Lab Exercise: Exposing a new model in 3Scale
Now that you have seen a bit of 3Scale, it is time to put a new model in there but this time running in a GPU which will give us the performance we are missing.
Deploy a new model onto RHOAI
For this we’ll use another ai-accelerator-example named vllm-modelcar-serverless.
Follow these steps:
-
Go to your terminal on the ai-accelerator-examples repo you previously cloned.
-
Run
./bootstrap.sh -
Select this time the example
vllm-modelcar-serverless, number 5 in this output:
At this point you might be thinking, "wait, is this ok to run bootstrap again?" and yes, it is the aim of this
ai-accelerator-examplesto maintain flexibility. Each example is independent from each other, and all we are doing is enhancing our cluster with the new bits that allow the rapid experimentation! -
This will create a new project
vllm-modelcar-serverlesswhere a newInferenceServicewill be created for thegranite-3.3-2b-instructmodel. It might take up to 10mins or more before the model is ready, since this will trigger a GPU node auto-scale. Meanwhile we can continue configuring 3Scale.

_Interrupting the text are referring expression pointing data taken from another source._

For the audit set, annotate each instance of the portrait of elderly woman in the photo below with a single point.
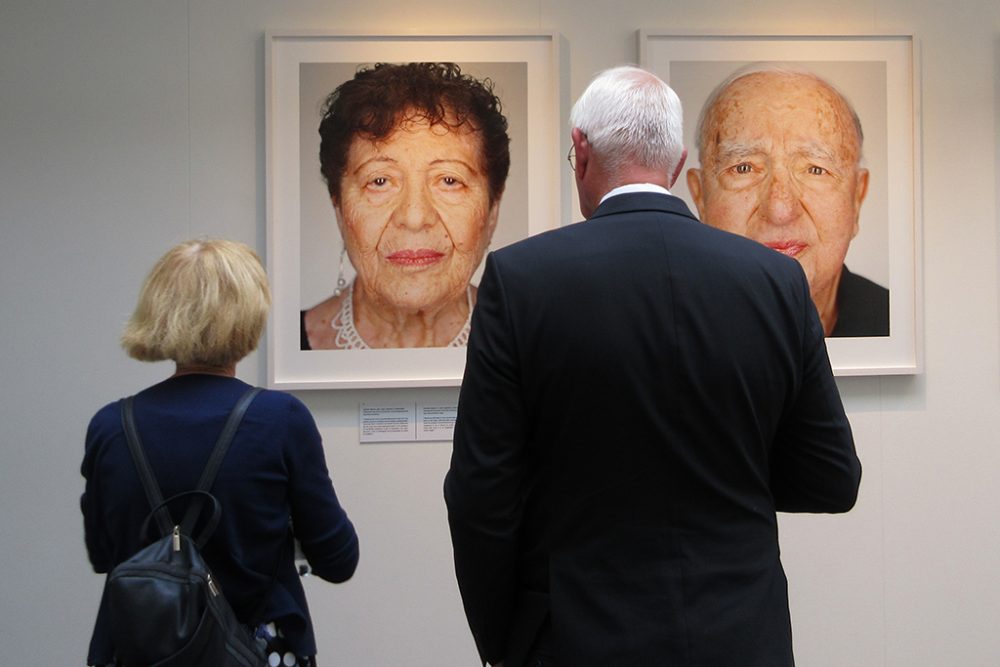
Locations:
(415, 159)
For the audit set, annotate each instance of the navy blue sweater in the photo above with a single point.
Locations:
(275, 471)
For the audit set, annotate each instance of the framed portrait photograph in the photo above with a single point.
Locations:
(394, 164)
(810, 145)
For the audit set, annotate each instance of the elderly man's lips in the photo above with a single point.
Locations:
(789, 248)
(421, 257)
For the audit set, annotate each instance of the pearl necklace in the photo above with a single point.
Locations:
(348, 337)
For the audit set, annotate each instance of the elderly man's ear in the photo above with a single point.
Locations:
(677, 170)
(581, 147)
(694, 187)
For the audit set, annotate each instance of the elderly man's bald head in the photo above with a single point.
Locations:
(780, 153)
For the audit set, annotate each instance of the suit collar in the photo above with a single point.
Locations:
(642, 201)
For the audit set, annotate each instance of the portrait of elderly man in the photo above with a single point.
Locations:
(780, 151)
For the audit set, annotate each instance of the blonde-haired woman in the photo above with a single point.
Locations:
(204, 306)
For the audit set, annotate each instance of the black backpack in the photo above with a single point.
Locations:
(165, 608)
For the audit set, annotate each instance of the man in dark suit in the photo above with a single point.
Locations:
(642, 393)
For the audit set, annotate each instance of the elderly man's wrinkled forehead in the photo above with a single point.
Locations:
(785, 100)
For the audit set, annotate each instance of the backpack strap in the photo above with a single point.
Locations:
(153, 493)
(214, 461)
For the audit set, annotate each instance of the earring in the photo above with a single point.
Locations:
(341, 283)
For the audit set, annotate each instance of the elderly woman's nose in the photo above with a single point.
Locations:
(415, 209)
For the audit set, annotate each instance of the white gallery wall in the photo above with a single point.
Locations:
(128, 126)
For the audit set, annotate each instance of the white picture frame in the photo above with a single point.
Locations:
(878, 75)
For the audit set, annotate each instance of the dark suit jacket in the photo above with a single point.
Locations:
(642, 393)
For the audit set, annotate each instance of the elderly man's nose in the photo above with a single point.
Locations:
(415, 211)
(781, 204)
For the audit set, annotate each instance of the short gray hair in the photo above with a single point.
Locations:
(769, 68)
(630, 116)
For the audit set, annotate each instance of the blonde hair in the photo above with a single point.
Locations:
(205, 302)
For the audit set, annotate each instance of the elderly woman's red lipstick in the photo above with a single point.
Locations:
(420, 257)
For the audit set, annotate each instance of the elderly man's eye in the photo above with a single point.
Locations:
(451, 182)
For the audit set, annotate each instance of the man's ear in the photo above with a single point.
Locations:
(694, 187)
(677, 170)
(582, 149)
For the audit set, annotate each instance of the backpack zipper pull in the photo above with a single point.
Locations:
(211, 585)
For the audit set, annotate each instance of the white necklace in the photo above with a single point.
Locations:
(348, 338)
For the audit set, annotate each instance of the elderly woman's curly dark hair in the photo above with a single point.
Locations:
(379, 99)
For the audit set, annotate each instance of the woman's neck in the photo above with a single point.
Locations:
(386, 327)
(205, 369)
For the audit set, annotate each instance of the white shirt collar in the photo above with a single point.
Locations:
(635, 187)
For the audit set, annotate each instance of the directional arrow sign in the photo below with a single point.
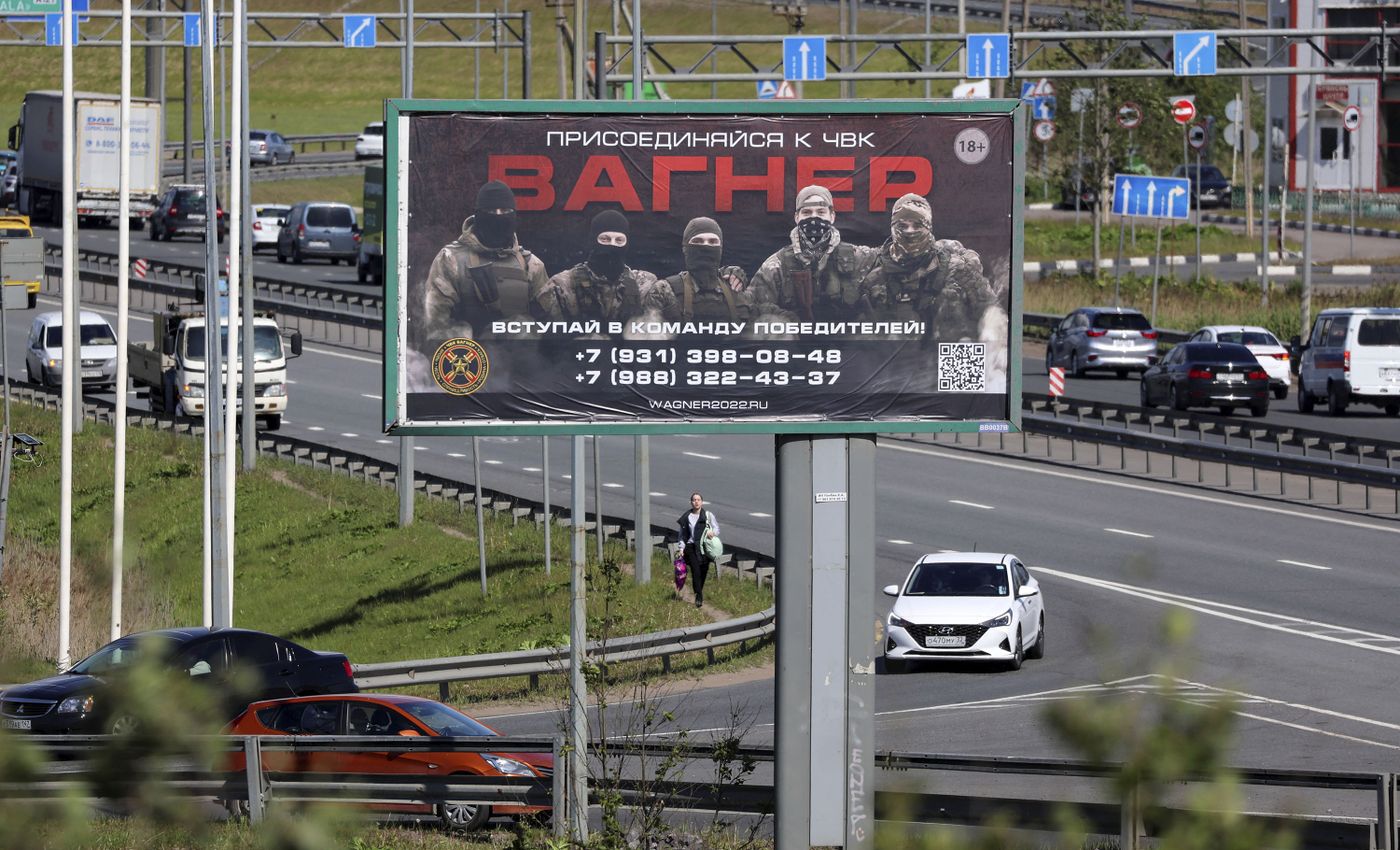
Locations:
(359, 31)
(1193, 53)
(989, 55)
(1151, 196)
(804, 58)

Add a new backend & product to 3Scale
Now, setting up a new Application in 3Scale Gateway requires a set of resources and configuration. This time around we won’t use GitOps but straight a manual setup which work fine for our purposes of testing this new model exposed in 3scale.
-
Download this oc template file in a local directory: APICast CRDs
-
Let’s get the URL for the serving model
GRANITE_URL=$(oc get -n vllm-modelcar-serverless inferenceservice -o json | jq -r '.items[] | select(.status.url) | .status.url') -
Now let’s apply the resources in the downloaded template file
oc process -f apicast_crds.yaml -p GRANITE_URL=$GRANITE_URL | oc apply -n 3scale -f - -
This has created the backend, product and promoted those to production 3scale. Now we need the dev1 to subscribe to this application.
-
Navigate to the 3Scale Admin portal.
oc get routes -n 3scale -o json | jq -r '.items[] | select(.spec.host | contains("maas-admin")) | "https://"+.spec.host' -
Go to Audience → Accounts → Listing → dev1 → Service Subscriptions
-
-
Click subscribe in the granite-3.3-2b-instruct available service subscription.
-
Select the Default plan and click Create subscription
Developer creates API Keys for this new application
Now the developer can create an application and obtain an API Key from the developer portal. You can follow the same steps you did in the previous section when we accessed the model in the developer portal. This time you will create a new application using the Create New Application button and filling it this form:
You should be able to see a new application with its key that can be used in AnythingLLM.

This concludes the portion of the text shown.